Thank you for the study transcript. Maybe someday I’ll the expertise to unravel the crucial facts from these studies. ( the conclusions always seem to be so generalized ) until then I hope to be able to rely on the experts here. What I have surmised is that a diagnosis of GCA is almost never a 100% sure to be correct, even with a TAB. The dangers of the biopsy are many and consequences could be very serious. It looks like they are leaning towards imaging DUS/MRI/ Pet-CT. Percentages of the scans are relatively high in possible confirmation but still subject to false negative results and even with the technicians experience and physicians interpretation. I’m assuming it’s the same problem with most of the other autoimmune diseases. I can’t help but think this delay in diagnosis is very detrimental in treatment of the condition. There’s already been a lot of water under the bridge in my case and all I can do is taper down to a small enough dose for the Pet-CT to be of any use in diagnosis. Will prednisone prevent further damages from GCA for now?

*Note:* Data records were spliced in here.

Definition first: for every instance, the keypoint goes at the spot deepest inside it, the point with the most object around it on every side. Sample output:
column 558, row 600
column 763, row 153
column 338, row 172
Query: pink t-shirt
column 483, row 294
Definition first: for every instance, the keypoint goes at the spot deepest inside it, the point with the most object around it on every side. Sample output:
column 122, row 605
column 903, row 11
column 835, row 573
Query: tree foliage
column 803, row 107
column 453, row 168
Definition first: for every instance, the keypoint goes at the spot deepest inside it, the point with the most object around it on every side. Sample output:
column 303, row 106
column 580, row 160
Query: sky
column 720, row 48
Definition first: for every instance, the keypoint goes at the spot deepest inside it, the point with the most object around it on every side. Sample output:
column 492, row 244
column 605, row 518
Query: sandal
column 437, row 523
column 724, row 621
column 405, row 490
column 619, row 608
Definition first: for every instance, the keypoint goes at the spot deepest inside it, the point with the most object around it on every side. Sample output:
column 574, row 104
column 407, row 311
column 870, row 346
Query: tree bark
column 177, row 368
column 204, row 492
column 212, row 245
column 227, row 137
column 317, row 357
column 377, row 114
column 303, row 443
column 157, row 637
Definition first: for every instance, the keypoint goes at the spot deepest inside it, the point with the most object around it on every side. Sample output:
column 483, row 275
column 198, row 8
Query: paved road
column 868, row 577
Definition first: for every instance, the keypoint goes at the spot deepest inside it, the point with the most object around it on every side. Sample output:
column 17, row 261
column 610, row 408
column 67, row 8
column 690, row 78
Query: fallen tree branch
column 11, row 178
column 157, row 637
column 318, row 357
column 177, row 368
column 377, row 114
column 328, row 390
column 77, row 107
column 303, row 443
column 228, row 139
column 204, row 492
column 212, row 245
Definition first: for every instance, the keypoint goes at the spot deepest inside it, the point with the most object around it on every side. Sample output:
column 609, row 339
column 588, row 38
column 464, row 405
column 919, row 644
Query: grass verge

When I was diagnosed with GCA my ESR was 54 and my CRP was 9. The GCA was confirmed with a temporal artery biopsy while I was in the hospital being treated for transient vision loss. My vision was saved with treatment.
It sounds as if you’re receiving thorough and considered testing from someone who knows what she’s doing. I’m in France and typical waits for a doctor are a couple of months.
Interesting that you’re writing as you go through this. I am learning to paint classical realism so a similar process of focusing and being totally alert. This is made harder by the fatigue that comes with PMR - I follow the cycle of each day and grab the good times if I can and once into it rise above it all for a while. Feel completely done in afterwards though.